PASSION: an ensemble neural network approach for identifying the binding sites of RBPs on circRNAs

MOTIVATION Different from traditional linear RNAs (containing 5' and 3' ends), circular RNAs (circRNAs) are a special type of RNAs that have a closed ring structure. Accumulating evidence has indicated that circRNAs can directly bind proteins and participate in a myriad of different biological processes. RESULTS For identifying the interaction of circRNAs with 37 different types of circRNA-binding proteins, we develop an ensemble neural network, termed PASSION, which is based on the concatenated artificial neural network (ANN) and hybrid deep neural network frameworks. Specifically, the input of the ANN is the optimal feature subset for each RBP, which has been selected from six types of feature encoding schemes through incremental feature selection and application of the XGBoost algorithm. In turn, the input of the hybrid deep neural network is a stacked codon-based scheme. Benchmarking experiments indicate that the ensemble neural network reaches the average best AUC of 0.883 across the 37 circRNA datasets when compared to XGBoost, k-Nearest Neighbor, support vector machine, random forest, logistic regression and Naive Bayes. Moreover, each of the 37 RBP models is extensively tested by performing independent tests, with the varying sequence similarity thresholds of 0.8, 0.7, 0.6 and 0.5, respectively. The corresponding average AUC obtained are 0.883, 0.876, 0.868 and 0.883, respectively, highlighting the effectiveness and robustness of PASSION. Extensive benchmarking experiments demonstrate that PASSION achieves a competitive performance for identifying binding sites between circRNA and RBPs, when compared with several state-of-the-art methods. AVAILABILITY A user-friendly web server of PASSION is publicly accessible at http://flagship.erc.monash.edu/PASSION/. SUPPLEMENTARY INFORMATION Supplementary data are available at Bioinformatics online.

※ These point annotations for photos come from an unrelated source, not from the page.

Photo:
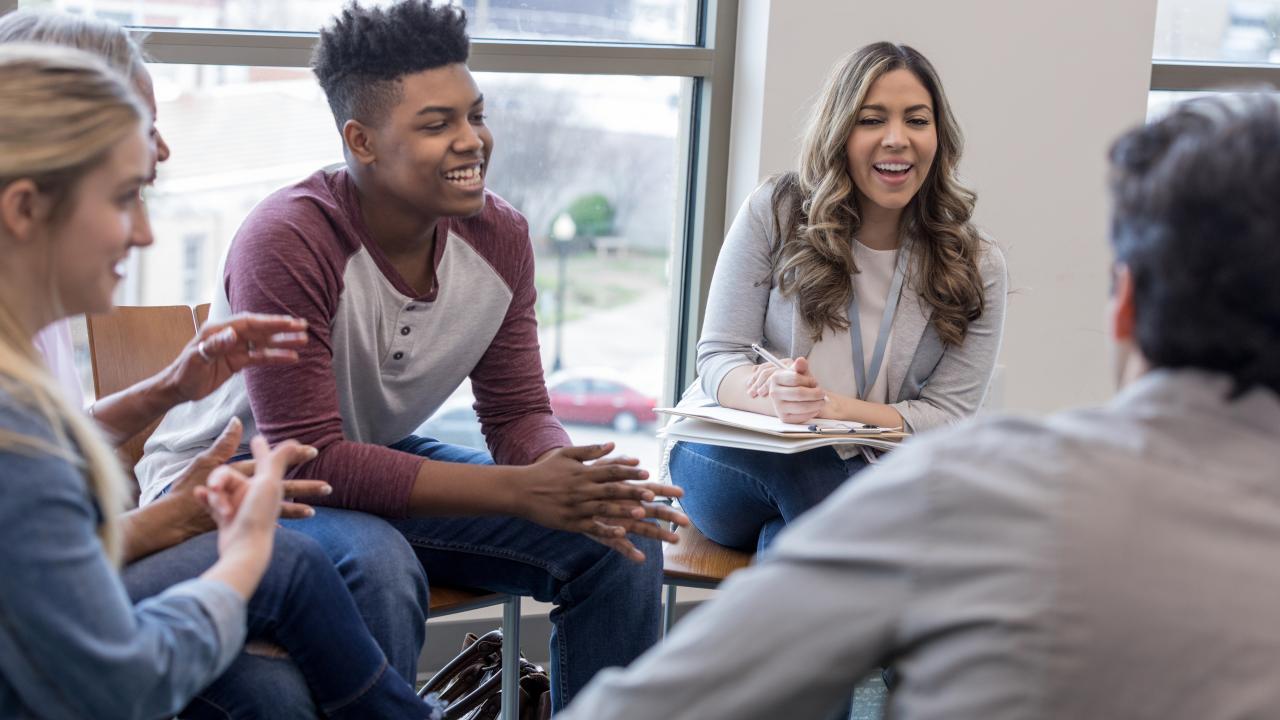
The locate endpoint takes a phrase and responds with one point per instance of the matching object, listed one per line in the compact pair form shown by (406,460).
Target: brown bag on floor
(471,683)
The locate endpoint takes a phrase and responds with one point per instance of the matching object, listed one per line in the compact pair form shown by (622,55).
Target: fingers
(265,338)
(621,545)
(259,327)
(759,382)
(227,443)
(613,473)
(798,413)
(296,510)
(307,488)
(218,493)
(617,460)
(791,379)
(585,452)
(666,513)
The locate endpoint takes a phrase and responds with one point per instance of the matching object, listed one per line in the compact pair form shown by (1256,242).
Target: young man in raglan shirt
(412,278)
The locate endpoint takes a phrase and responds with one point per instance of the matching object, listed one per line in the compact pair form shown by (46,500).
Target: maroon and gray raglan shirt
(382,358)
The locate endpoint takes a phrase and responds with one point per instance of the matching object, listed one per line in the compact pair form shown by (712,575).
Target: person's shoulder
(498,222)
(309,219)
(1001,454)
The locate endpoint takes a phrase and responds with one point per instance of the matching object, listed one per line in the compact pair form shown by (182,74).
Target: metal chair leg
(668,610)
(511,659)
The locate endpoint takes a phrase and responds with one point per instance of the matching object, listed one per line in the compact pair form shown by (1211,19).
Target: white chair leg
(668,610)
(511,659)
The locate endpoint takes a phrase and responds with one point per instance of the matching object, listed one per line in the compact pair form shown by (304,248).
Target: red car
(579,397)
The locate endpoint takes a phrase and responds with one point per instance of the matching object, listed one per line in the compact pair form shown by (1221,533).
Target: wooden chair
(132,343)
(695,563)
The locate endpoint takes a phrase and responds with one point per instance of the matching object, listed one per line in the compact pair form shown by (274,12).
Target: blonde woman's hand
(246,507)
(795,393)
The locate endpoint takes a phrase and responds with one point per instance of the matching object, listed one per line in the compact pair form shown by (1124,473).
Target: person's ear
(360,142)
(1121,313)
(23,209)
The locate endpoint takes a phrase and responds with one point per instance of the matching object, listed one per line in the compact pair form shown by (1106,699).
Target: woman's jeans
(607,609)
(304,606)
(743,499)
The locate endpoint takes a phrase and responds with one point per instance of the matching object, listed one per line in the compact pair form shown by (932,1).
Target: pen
(768,356)
(851,431)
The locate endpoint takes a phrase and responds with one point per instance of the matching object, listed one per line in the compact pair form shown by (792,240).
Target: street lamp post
(563,231)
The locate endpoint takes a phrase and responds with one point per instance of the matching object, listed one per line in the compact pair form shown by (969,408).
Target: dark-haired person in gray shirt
(1107,563)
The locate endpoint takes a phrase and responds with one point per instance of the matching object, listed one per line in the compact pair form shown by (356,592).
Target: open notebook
(753,431)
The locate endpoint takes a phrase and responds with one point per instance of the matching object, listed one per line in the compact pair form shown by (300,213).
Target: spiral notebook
(753,431)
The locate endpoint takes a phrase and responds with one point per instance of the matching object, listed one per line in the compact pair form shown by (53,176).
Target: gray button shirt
(1110,563)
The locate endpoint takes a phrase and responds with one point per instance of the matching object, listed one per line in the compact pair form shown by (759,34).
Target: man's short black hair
(366,50)
(1197,220)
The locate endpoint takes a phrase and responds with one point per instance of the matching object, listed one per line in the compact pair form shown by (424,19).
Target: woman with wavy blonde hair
(864,273)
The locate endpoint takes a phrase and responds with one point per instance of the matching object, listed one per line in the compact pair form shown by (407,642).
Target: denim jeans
(743,499)
(608,609)
(304,606)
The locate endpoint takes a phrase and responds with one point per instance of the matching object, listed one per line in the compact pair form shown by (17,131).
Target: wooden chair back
(696,561)
(131,345)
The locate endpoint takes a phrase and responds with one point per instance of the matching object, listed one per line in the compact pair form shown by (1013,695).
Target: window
(668,22)
(1214,45)
(1238,31)
(192,268)
(613,146)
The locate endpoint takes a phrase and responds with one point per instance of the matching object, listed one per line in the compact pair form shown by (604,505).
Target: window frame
(708,63)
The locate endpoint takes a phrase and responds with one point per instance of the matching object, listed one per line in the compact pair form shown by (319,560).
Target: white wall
(1041,87)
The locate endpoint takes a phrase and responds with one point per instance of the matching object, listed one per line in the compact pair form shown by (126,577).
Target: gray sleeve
(959,383)
(71,642)
(791,636)
(739,296)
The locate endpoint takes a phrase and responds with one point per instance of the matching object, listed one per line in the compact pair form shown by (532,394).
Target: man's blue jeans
(608,609)
(743,499)
(305,607)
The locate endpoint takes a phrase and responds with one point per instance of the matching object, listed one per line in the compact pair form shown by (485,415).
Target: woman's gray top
(932,384)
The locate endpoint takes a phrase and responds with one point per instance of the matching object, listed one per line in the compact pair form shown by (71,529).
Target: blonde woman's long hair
(100,37)
(817,215)
(62,112)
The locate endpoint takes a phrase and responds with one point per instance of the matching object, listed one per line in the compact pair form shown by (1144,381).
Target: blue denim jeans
(608,609)
(302,605)
(743,499)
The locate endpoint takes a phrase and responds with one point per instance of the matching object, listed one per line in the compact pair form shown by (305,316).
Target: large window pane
(1160,101)
(595,163)
(625,21)
(1239,31)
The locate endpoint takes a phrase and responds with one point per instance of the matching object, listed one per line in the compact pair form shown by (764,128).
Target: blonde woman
(864,273)
(74,154)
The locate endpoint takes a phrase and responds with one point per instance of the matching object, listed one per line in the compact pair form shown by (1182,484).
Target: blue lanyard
(864,376)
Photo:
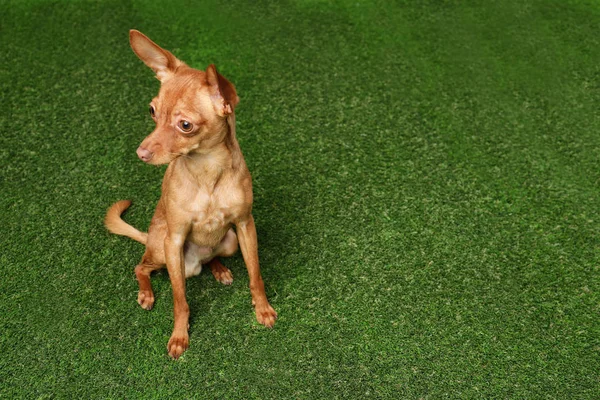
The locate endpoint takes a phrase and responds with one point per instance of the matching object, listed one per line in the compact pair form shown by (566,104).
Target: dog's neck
(207,162)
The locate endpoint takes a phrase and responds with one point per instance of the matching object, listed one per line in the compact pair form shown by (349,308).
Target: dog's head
(191,108)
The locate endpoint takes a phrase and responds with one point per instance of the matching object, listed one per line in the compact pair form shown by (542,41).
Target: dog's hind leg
(142,273)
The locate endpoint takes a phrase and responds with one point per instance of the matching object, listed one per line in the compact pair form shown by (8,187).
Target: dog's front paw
(178,344)
(146,299)
(266,315)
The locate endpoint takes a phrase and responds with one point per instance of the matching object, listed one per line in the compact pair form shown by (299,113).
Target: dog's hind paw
(221,273)
(146,299)
(266,315)
(177,345)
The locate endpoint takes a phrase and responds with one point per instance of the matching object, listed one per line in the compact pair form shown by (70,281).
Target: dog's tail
(116,225)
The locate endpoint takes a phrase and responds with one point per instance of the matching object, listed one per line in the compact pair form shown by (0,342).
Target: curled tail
(116,225)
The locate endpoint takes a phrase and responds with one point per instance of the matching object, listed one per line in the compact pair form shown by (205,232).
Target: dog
(206,189)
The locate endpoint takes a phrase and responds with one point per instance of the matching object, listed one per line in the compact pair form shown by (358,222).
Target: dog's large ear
(162,62)
(223,94)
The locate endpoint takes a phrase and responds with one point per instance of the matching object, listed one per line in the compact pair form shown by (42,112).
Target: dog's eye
(185,126)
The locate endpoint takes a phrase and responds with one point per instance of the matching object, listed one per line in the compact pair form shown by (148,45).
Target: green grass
(426,179)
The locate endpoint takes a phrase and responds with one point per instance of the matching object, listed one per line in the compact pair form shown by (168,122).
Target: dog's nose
(144,154)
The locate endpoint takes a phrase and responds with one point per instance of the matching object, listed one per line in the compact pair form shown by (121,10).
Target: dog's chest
(214,211)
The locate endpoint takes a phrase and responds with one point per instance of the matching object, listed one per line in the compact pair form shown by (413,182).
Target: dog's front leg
(246,230)
(179,340)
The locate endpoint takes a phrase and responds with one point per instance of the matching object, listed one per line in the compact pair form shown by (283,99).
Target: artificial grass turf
(426,195)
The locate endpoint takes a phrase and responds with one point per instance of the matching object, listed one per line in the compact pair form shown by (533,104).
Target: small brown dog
(206,189)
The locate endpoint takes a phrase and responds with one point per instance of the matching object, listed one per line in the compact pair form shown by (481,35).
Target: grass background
(426,195)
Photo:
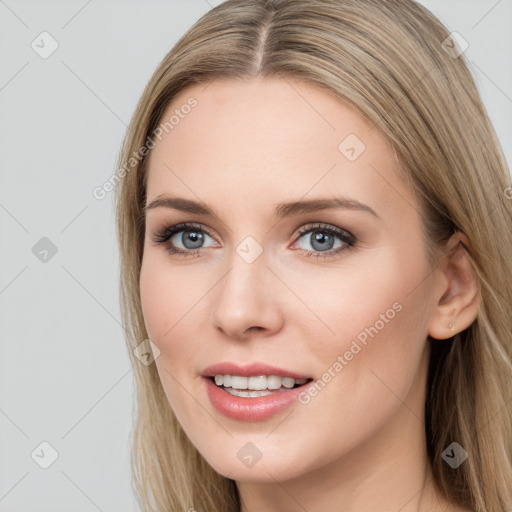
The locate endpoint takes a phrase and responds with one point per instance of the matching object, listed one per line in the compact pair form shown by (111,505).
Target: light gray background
(65,377)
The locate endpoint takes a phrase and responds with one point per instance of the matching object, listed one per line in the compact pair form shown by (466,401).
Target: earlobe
(458,296)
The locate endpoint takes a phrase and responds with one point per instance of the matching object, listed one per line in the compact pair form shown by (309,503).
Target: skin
(360,443)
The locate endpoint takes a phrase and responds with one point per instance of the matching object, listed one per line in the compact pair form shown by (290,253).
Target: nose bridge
(245,297)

[1]  Amaresh C Panda,et al.  Identification of HuR target circular RNAs uncovers suppression of PABPN1 translation by CircPABPN1 , 2017, RNA biology.

[2]  Sebastian D. Mackowiak,et al.  Circular RNAs are a large class of animal RNAs with regulatory potency , 2013, Nature.

[3]  Geoffrey I. Webb,et al.  GlycoMine: a machine learning-based approach for predicting N-, C- and O-linked glycosylation in the human proteome , 2015, Bioinform..

[4]  Qi Feng,et al.  Transcriptome-wide investigation of circular RNAs in rice , 2015, RNA.

[5]  Geoffrey I. Webb,et al.  GlycoMinestruct: a new bioinformatics tool for highly accurate mapping of the human N-linked and O-linked glycoproteomes by incorporating structural features , 2016, Scientific Reports.

[6]  Ning Chen,et al.  Chromatin accessibility prediction via convolutional long short-term memory networks with k-mer embedding , 2017, Bioinform..

[7]  Ran Su,et al.  Exploring sequence‐based features for the improved prediction of DNA N4‐methylcytosine sites in multiple species , 2018, Bioinform..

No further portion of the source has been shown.